There is "Process" and then there is process, and it is the second  
"small P" problem I think we are grappling with. At issue is that it  
takes considerably longer to get robust support for new additions to  
accessibility accommodations, in part because there are more than just  
a hand-full of browser engineers involved. The process of speccing out  
a new attribute, of getting it deployed, tested and then "spreading  
the authoring word" so that it starts to get up-take takes time,  
sometimes a long time. There are also a plethora of AT tools  
(including numerous screen readers) which also need to 'catch up' to  
the spec/standard - and we are still seeing tools just now starting to  
adopt ARIA. However unlike some of the newer features of HTML5 that  
have spotty support across browsers today ("Best viewed in Chrome"  

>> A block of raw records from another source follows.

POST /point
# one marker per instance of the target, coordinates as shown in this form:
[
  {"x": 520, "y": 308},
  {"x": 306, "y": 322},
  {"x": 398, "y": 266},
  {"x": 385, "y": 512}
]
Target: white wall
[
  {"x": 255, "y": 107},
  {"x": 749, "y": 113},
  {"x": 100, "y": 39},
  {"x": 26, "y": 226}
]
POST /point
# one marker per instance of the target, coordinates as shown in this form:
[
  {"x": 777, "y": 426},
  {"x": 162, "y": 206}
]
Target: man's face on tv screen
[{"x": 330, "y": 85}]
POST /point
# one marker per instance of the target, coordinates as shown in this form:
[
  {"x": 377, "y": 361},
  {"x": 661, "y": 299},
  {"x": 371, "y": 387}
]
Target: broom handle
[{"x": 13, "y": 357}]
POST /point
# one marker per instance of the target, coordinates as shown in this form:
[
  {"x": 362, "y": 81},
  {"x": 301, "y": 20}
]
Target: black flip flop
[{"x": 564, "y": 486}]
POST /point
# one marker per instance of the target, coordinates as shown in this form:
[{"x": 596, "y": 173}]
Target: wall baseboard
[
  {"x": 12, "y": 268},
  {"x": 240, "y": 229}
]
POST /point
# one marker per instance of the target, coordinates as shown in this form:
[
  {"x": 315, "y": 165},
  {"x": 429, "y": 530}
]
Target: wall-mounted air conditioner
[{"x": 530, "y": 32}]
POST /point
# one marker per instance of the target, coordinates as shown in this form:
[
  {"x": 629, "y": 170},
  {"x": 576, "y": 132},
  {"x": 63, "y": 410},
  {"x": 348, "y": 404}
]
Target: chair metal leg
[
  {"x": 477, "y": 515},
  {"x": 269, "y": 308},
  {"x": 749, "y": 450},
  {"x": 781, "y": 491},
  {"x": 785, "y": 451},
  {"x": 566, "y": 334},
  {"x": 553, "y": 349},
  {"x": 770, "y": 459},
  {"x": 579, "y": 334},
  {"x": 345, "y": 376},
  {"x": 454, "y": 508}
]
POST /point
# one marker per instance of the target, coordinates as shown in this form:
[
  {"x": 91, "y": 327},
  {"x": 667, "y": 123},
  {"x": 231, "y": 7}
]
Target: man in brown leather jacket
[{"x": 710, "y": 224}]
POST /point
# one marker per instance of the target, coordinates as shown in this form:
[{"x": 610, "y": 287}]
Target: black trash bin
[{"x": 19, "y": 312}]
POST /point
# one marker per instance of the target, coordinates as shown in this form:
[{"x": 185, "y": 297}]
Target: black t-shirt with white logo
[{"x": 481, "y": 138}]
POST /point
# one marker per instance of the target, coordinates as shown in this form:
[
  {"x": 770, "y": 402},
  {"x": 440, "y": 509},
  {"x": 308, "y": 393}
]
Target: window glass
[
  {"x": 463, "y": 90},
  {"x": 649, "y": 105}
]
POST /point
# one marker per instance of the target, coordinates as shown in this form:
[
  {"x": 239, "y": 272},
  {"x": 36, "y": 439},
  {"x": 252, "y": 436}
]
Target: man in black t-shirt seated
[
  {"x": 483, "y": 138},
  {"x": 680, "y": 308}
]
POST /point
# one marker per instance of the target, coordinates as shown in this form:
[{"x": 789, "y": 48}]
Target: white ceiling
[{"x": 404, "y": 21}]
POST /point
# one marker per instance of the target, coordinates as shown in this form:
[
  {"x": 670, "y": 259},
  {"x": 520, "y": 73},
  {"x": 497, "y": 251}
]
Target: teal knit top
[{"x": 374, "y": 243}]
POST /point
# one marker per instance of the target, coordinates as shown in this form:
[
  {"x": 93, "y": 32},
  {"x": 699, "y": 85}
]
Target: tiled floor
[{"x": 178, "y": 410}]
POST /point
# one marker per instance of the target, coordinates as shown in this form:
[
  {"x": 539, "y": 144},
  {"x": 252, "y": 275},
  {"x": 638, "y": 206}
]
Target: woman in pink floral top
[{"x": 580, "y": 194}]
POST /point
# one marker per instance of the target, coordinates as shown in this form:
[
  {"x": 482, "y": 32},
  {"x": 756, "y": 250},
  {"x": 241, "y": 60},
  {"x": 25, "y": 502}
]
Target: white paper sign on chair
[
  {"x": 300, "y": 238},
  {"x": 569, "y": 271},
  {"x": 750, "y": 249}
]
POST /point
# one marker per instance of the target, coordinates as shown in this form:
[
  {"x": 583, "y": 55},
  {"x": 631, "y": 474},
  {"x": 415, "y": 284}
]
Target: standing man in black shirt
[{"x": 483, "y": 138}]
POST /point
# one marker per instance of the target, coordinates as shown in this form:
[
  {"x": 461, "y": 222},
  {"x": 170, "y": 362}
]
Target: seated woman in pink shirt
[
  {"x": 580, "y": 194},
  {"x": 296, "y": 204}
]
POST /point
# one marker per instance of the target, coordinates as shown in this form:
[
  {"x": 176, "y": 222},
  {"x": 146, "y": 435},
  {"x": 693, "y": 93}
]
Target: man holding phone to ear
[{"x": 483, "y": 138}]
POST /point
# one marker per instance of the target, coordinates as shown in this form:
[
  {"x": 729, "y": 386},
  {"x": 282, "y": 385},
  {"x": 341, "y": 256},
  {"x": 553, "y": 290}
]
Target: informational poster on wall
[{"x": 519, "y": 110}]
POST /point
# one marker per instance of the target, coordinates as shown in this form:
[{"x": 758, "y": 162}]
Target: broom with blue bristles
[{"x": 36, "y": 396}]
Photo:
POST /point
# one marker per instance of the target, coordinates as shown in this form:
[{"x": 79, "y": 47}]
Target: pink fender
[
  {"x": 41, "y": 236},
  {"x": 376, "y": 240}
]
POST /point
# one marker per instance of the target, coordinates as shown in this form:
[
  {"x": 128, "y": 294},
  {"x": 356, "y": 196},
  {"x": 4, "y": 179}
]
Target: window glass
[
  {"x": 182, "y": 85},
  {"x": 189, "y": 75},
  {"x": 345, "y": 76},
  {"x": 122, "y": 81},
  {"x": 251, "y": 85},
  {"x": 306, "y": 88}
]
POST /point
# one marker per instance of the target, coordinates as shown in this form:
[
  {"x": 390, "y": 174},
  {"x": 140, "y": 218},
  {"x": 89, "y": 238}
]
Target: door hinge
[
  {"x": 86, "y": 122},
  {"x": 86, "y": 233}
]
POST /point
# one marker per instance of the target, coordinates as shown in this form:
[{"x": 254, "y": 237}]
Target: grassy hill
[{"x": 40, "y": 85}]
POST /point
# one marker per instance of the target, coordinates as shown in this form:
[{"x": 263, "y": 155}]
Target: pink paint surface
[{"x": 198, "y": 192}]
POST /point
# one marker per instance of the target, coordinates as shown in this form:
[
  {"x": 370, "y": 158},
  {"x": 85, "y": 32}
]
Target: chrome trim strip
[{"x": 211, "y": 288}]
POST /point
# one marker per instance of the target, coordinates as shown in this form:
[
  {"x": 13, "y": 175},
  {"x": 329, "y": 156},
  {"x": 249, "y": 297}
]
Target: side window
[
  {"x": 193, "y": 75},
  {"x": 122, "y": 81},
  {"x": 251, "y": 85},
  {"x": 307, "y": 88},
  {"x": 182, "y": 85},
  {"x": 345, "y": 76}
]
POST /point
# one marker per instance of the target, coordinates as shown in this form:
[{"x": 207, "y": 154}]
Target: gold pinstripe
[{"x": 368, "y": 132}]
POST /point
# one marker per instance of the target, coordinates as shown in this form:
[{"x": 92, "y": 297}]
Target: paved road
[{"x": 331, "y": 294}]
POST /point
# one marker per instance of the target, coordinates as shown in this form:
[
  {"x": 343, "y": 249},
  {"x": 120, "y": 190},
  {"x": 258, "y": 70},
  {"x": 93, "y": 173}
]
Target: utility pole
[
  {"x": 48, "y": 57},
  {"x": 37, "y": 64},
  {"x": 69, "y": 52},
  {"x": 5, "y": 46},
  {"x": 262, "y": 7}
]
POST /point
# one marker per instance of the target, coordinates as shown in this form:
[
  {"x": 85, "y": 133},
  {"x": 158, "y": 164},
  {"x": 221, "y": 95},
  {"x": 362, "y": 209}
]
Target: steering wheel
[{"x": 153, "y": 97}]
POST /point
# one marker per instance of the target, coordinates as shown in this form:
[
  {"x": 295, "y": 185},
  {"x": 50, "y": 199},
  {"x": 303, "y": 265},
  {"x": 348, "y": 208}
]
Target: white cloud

anyone?), which simply means that some users cannot take advantage of  
wowser features today, it's no big deal for most users. For example, I  
am sympathetic to a point with the current thinking of some members of  
the CSS Working Group to start adopting -webkit- prefixes even if they  
are not webkit based browsers (although I disagree with their  
position), but truthfully, while I appreciate 'artistic concerns"  
here, they pale to accessibility concerns (at least for me).

When it comes to ensuring access for persons with disabilities, the  
cost-of-failure bar is significantly higher, and before we obsolete  
@longdesc we have a long road to hoe to get a functional replacement  
in place. That process, the one that includes time as a major  
component, is why rushing pell-mell to get something in place "RIGHT  
AWAY!" fails our end users. Then there is the question of backward  
compatibility - a huge problem with real consequences (beyond rounded  
corners not rendering :) ) For example, in the real world I work in, I  
need to continue to support IE 8, simply due to the fact that Windows  
XP cannot upgrade beyond that, and ARIA support in IE8 is quite  
lacking. (And for those who are going to respond along the lines of  
"they need to upgrade", we *cannot* just tell disadvantaged users to  
completely upgrade their perfectly serviceable system because HTML5  
wants to toss our older technology in favor of the new and shiny -  
that doesn't cut it. Again, it will take time, and that will happen  
organically).

ARIA 1.1 is already envisioned as being a fairly short life-cycle  
Process (with the big P Process), but I honestly believe we need to  
forcefully de-link any new ARIA attribute from the @longdesc  
description now. It is unhelpful and frankly misleading.